Behavior of a solid sphere launched vertically upwards in water and its interaction with the air–water interface

An experiment was conducted in which a solid sphere with a density of 1,875 kg/m3 and diameter of 24.8 mm was launched vertically upwards in water towards the air–water interface. By changing the Reynolds number, Re, based on the launch velocity, the motion of the sphere due to interference with the air–water interface was investigated along with the behavior of the interface. The experimental results of the sphere’s vertical position in water agree with the theoretical values. However, in air, the experimental results gave lower vertical positions than the theoretical values. When the Reynolds number where the sphere reaches the air–water interface is Rew1¯=0.2×103, the vertical trajectory of the sphere branches above and below the ensemble average immediately after passing the air–water interface. This difference in bifurcation does not depend on the Reynolds number in water. However, no branching occurs when Rew1¯ is large. There is an inverse relationship between the asymmetry of the air–water interface that occurs when the sphere passes through the interface and the sphere’s maximum displacement. It was shown that the energy loss of the sphere and the asymmetry of the air–water interface have a linear relationship in all cases with different Reynolds numbers.
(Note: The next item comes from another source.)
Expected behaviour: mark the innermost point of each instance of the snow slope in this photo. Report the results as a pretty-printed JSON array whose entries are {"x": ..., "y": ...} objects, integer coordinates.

This means that there is a invariant relationship between the energy lost by the sphere passing through the air–water interface and the asymmetry of the interface. •Experimental study of water exit using spheres with a density of 1875 kg/m3.•Reynolds number dependence of spherical motion is exhibited.•Sphere trajectory branches after passing the water surface at low Reynolds number.•No branching occurs when Reynolds number is large.•The asymmetry of the water surface affects the displacement of the sphere.